Objective: Depression is a prevalent high-impact illness with poor outcomes in primary care settings. We performed a systematic review to determine to what extent multifaceted interventions improve depression outcomes in primary care and to define key elements, patients who are likely to benefit and resources required for these interventions.
Method: We searched Medline, HealthSTAR, CINAHL, PsycINFO and a specialized registry of depression trials from 1966 to February 2006; reviewed bibliographies of pertinent articles; and consulted experts. Searches were limited to the English language. We included 28 randomized controlled trials that: (a) involved primary care patients receiving acute-phase treatment; (b) tested a multicomponent intervention involving a patient-directed component; and (c) reported effects on depression severity. Pairs of investigators independently abstracted information regarding (a) setting and subjects, (b) components of the intervention and (c) outcomes.

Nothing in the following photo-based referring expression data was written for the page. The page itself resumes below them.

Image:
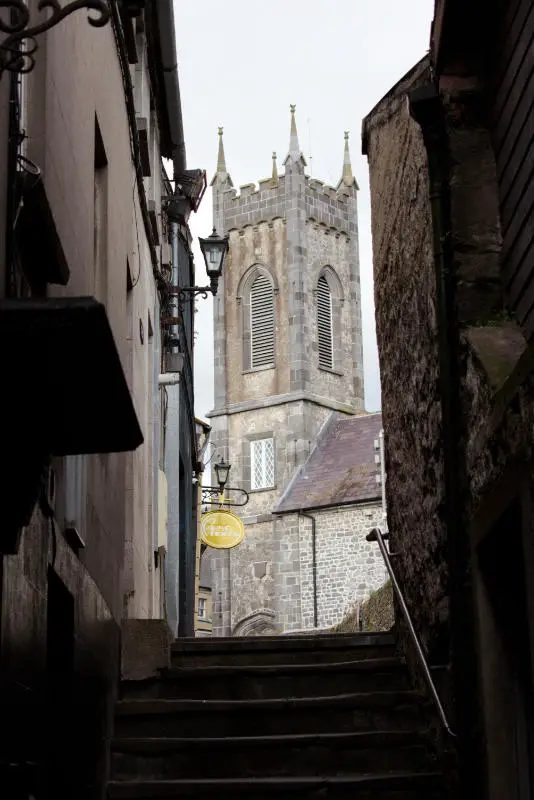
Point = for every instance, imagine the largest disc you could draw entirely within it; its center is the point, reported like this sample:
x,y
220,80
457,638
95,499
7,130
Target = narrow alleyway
x,y
291,717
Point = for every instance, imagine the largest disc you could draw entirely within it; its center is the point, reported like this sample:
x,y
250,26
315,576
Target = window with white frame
x,y
262,464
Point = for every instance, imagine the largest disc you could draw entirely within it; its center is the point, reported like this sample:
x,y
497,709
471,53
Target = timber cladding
x,y
513,141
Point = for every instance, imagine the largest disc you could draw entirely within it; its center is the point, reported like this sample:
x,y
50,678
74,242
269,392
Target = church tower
x,y
288,352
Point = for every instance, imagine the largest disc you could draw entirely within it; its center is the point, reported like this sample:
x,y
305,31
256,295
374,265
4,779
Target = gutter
x,y
314,563
167,37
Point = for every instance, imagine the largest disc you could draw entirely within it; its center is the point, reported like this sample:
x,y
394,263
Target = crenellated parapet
x,y
332,207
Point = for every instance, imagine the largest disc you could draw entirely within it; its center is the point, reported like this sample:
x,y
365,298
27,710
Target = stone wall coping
x,y
283,399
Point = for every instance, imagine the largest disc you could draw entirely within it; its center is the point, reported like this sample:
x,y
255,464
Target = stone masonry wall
x,y
292,229
348,567
406,332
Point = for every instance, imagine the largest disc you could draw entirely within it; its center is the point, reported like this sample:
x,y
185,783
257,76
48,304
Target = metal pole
x,y
172,470
376,535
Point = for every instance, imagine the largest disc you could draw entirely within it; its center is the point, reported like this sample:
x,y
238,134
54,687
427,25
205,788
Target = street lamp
x,y
214,250
222,470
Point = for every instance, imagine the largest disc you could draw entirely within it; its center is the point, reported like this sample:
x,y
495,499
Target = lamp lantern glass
x,y
222,470
214,250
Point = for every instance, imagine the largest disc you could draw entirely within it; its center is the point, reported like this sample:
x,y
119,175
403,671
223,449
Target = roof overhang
x,y
63,393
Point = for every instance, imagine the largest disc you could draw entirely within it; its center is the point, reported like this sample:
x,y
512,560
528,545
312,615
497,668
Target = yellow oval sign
x,y
221,529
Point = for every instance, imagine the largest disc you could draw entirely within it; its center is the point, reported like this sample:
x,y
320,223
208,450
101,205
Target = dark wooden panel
x,y
512,22
528,325
520,220
520,156
518,50
521,281
515,197
518,103
513,141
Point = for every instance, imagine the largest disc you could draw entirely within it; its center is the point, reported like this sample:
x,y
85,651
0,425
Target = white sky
x,y
242,62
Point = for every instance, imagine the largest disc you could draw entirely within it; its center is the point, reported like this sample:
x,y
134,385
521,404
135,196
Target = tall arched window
x,y
261,322
325,339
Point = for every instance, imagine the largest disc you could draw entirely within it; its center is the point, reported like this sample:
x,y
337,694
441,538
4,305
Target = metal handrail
x,y
376,536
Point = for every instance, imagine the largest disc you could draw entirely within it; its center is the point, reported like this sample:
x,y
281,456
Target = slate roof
x,y
341,469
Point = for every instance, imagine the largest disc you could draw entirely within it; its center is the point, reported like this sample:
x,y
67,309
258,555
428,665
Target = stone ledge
x,y
145,648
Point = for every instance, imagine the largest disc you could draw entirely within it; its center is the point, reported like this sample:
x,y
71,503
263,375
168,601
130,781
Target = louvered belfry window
x,y
261,322
324,324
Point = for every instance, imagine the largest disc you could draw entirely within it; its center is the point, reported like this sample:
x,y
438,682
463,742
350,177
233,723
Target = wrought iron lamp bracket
x,y
211,496
184,293
18,48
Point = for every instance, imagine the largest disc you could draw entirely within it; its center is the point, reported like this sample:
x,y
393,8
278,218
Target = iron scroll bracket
x,y
211,496
18,48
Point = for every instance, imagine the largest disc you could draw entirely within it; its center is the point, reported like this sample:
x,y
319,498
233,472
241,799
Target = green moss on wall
x,y
377,611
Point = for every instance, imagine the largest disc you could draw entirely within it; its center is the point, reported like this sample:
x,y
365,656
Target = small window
x,y
261,322
262,464
324,324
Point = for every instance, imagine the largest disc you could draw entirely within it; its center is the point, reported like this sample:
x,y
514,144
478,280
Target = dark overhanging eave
x,y
64,388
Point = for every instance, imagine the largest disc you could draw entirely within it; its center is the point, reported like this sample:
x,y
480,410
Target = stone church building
x,y
288,379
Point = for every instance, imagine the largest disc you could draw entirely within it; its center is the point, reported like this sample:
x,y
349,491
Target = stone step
x,y
395,710
239,682
395,786
281,649
304,755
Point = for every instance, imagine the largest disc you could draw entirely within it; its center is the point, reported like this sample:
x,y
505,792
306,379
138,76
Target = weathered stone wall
x,y
292,229
406,327
348,567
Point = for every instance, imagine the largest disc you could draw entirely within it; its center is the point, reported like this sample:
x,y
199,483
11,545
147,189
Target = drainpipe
x,y
314,564
172,464
166,26
382,473
426,109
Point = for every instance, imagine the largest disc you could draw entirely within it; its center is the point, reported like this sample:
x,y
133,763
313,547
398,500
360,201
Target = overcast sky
x,y
242,62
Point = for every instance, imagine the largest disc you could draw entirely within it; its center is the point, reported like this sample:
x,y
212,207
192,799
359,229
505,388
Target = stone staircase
x,y
287,717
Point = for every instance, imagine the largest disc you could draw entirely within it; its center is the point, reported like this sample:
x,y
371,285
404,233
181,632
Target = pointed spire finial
x,y
275,171
294,148
221,163
221,177
347,177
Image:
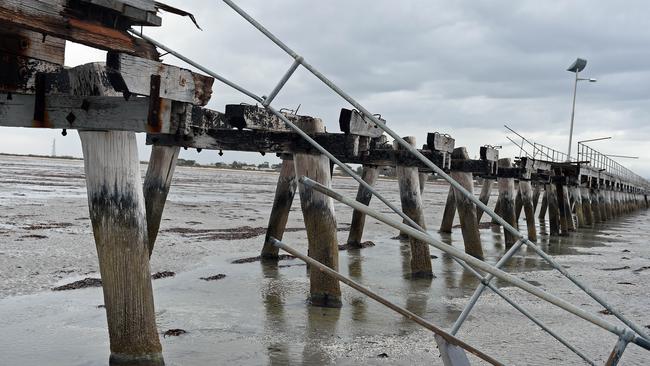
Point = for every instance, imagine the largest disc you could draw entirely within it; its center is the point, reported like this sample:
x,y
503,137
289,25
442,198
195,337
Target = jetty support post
x,y
118,216
284,193
409,186
162,163
466,208
527,202
369,175
484,196
448,214
553,209
507,201
544,205
320,221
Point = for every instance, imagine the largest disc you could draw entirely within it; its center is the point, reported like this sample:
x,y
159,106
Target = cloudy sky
x,y
464,68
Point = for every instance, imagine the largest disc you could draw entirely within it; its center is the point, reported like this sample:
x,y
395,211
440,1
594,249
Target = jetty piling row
x,y
133,92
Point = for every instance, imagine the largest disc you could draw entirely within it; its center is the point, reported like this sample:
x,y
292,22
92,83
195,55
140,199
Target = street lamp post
x,y
576,67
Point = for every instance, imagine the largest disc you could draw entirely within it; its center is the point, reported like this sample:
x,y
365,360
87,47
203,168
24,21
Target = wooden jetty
x,y
133,92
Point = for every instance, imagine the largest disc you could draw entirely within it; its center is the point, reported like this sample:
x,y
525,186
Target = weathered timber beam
x,y
139,12
18,73
23,42
84,113
55,18
257,118
353,122
176,83
288,142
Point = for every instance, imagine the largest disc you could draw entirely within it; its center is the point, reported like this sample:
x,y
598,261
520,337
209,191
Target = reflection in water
x,y
321,328
273,299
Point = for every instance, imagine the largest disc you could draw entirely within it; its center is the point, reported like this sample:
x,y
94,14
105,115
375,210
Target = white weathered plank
x,y
26,43
175,83
90,113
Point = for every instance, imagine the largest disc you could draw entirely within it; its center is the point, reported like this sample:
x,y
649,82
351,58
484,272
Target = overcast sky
x,y
464,68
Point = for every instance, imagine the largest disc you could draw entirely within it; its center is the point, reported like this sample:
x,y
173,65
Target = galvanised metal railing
x,y
608,165
632,334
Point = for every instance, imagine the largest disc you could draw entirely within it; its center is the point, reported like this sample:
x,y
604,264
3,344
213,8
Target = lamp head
x,y
578,65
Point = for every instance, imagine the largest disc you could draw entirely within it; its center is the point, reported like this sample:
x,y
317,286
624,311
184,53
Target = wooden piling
x,y
519,204
604,216
507,202
563,209
466,208
423,181
448,214
553,210
536,192
544,205
529,210
595,204
486,191
157,181
285,191
320,221
586,206
118,216
409,186
578,205
369,175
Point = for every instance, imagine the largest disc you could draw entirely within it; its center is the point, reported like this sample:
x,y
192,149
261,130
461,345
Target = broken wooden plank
x,y
257,118
176,83
355,123
18,73
83,112
440,142
288,142
55,18
23,42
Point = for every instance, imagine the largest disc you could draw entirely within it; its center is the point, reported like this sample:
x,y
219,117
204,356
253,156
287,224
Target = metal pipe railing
x,y
429,164
533,290
451,339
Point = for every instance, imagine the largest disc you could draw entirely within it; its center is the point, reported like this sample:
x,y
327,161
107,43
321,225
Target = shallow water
x,y
258,314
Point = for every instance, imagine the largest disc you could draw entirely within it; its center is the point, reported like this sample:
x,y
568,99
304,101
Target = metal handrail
x,y
413,228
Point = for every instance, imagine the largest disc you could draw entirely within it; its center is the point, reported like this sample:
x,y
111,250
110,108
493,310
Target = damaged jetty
x,y
131,92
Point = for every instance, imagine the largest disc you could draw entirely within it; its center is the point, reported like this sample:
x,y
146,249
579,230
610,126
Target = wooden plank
x,y
53,17
176,83
257,118
30,44
18,73
355,123
83,112
439,142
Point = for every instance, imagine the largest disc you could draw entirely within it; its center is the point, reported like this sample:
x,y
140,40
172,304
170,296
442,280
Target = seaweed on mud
x,y
174,332
34,236
243,232
214,278
162,274
48,225
85,283
349,246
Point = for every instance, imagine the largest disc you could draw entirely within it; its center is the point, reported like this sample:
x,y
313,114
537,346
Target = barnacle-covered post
x,y
320,221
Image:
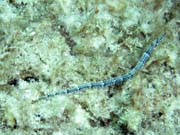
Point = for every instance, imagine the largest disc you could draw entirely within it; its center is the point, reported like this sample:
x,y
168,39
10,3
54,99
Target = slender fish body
x,y
112,81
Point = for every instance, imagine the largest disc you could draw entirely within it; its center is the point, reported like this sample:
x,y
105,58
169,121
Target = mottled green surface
x,y
47,45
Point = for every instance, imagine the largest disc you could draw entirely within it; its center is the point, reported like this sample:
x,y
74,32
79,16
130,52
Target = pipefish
x,y
112,81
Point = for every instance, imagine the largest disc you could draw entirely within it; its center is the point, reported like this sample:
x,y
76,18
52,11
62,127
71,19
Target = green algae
x,y
106,39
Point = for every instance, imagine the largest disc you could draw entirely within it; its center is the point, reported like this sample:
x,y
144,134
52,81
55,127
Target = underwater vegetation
x,y
49,46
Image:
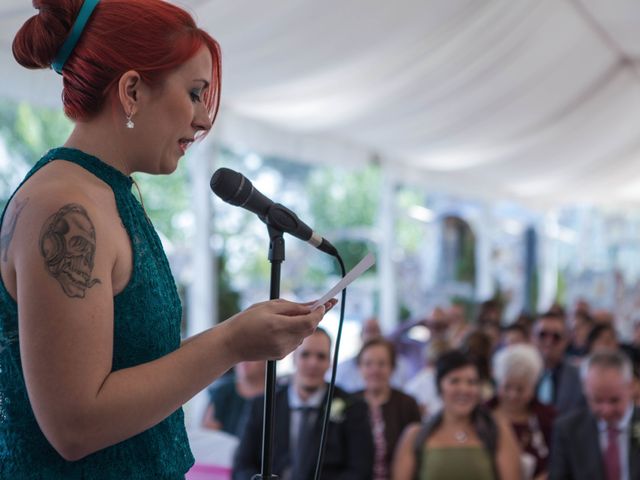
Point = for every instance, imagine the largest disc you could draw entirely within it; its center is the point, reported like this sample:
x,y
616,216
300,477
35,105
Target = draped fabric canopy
x,y
532,100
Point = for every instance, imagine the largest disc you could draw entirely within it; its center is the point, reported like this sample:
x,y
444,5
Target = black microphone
x,y
236,189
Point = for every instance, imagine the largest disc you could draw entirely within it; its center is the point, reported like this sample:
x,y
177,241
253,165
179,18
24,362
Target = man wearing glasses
x,y
560,384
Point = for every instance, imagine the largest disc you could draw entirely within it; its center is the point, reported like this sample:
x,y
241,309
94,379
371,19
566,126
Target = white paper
x,y
355,272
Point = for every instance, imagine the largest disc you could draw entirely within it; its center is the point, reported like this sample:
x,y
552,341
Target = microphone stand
x,y
276,257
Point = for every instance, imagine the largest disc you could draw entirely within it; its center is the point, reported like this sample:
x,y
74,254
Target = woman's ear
x,y
129,91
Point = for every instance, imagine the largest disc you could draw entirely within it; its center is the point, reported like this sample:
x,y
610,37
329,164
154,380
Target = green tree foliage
x,y
30,131
344,204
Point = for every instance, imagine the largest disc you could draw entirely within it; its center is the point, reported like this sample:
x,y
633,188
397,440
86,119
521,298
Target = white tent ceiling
x,y
532,100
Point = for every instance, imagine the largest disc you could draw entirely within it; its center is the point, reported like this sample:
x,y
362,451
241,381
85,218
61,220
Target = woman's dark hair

Results: Twenty of 28 interventions improved depression outcomes over 3-12 months (an 18.4% median absolute increase in patients with 50% improvement in symptoms; range, 8.3-46%). Sustained improvements at 24-57 months were demonstrated in three studies addressing acute-phase and continuation-phase treatments. All interventions involved care management and required additional resources or staff reassignment to implement; interventions were delivered exclusively or predominantly by telephone in 16 studies. The most commonly used intervention features were: patient education and self-management, monitoring of depressive symptoms and treatment adherence, decision support for medication management, a patient registry and mental health supervision of care managers. Other intervention features were highly variable.
Conclusion: There is strong evidence supporting the short-term benefits of care management for depression; critical elements for successful programs are emerging.